Que apareçam outras como ela



Às voltas pelo Nordeste Trasmontano, só no dia seguinte é que soube da morte de Maria José Nogueira Pinto. impressionado, diga-se. Na véspera, lembrei-me que a tinha visto semanas antes num debate de opinião, na televisão, e tinha-a a achado com um ar muito estranho. Confirmaram-se os piores receios, e Nogueira Pinto sucumbiu a um cancro no pâncreas.





Devo ter ouvido falar dela pela primeira vez aquando do célebre caso da pala de Alvalade, quando era sub-Secretária de Estado da Cultura, em que depois de ter interditado o estádio do Sporting para concertos musicais, numa altura em que eram aí frequentes, viu-se desautorizada pelo então Secretário de Estado, Santana Lopes que poucos dias depois fazia um acordo com Sousa Cintra revogando a interdição. Não esteve com meias medidas e bateu com a porta.


O episódio mostra o carácter de uma mulher que muitas vezes se incompatibilizou na política. Conhecia ao de leve o seu percurso de vida, a casa de família do Campo Grande, onde nasceu (e morreu), o seu casamento, ainda muito nova, com Jaime Nogueira Pinto, a ida de ambos para África, as fugas à guerra, a vida no campo de refugiados sul-africano, que cimentou essa relação que duraria até ao fim, e que pôde ser revisitada numa entrevista que ambos deram em Outubro, à revista Pública. Depois, o serviço público, executado com competência e dinamismo, no Instituto Português de Cinema, na Maternidade Alfredo da Costa e na Santa Casa da Misericórdia de Lisboa, e, claro, na Secretaria de Estado da Cultura. Depois, a aventura política, como deputada pelo CDs a convite de Manuel Monteiro, a candidatura à liderança do partido, que perdeu para Paulo Portas, num congresso em que teve o apoio dos monteiristas e em que protagonizou algumas tiradas inesquecíveis (a da "Rato Mickey" e "eu sei que ele sabe que eu sei que ele sabe que eu sei"). O regresso à política, candidatando-se à câmara de Lisboa, onde seria eleita vereadora, e a posterior ruptura com o partido, com o regresso de Portas, e o regresso ao Parlamento pela mão da Manuela Ferreira Leite marcaram a carreira política.

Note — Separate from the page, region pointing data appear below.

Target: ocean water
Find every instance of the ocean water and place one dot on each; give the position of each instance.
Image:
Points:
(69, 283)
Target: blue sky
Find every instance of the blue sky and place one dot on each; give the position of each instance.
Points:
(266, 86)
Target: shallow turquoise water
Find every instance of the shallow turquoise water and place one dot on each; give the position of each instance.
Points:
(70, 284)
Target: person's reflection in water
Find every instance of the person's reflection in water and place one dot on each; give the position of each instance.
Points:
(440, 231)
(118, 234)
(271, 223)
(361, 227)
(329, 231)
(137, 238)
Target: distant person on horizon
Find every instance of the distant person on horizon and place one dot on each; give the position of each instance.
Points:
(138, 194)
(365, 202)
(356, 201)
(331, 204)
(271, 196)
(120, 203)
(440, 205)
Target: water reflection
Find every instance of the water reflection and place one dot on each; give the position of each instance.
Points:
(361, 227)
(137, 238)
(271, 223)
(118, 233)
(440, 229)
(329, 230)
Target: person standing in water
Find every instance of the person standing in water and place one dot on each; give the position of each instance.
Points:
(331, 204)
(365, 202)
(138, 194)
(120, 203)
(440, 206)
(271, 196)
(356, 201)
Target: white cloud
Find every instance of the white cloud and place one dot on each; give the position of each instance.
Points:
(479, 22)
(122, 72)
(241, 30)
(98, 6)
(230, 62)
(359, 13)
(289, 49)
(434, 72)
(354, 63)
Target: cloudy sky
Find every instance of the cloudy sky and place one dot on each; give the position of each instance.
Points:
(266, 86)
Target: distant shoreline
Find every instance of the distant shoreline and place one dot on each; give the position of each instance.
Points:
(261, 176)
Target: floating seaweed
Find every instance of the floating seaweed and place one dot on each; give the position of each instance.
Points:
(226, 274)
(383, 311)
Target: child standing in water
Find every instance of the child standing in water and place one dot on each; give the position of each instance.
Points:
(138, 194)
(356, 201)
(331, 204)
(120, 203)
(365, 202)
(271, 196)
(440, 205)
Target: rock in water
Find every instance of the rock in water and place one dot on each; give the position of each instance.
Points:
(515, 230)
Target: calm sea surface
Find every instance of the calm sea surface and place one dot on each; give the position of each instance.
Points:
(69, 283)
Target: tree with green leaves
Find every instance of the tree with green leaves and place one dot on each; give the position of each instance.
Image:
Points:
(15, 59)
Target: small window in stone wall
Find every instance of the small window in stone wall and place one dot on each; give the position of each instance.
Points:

Muitas vezes a sua petulância irritava. Muitas vezes discordei dela. Às vezes achei que exagerava, mas ao mesmo tempo achava-lhe graça, caso típico da sessão em que não hesitou em considerar um deputado que a azucrinava como "um palhaço". Mas era uma mulher corajosa, original, activa, imaginativa, e fiel aos seus princípios (e porque não dizê-lo, uma mulher bonita). A sua morte foi legitimamente sentida, à esquerda e à direita, excepto por meia dúzia de micróbios que vagueiam nos fóruns. O último testemunho da sua vida, no DN, em que demonstrava a confiança de sempre no Salvador, comoveu. Deixa uma extensa família e o homem com quem partilhou quase toda a vida. Que descanse em paz. Embora faça muita falta, o seu exemplo prevalecerá e inspirará outras como ela.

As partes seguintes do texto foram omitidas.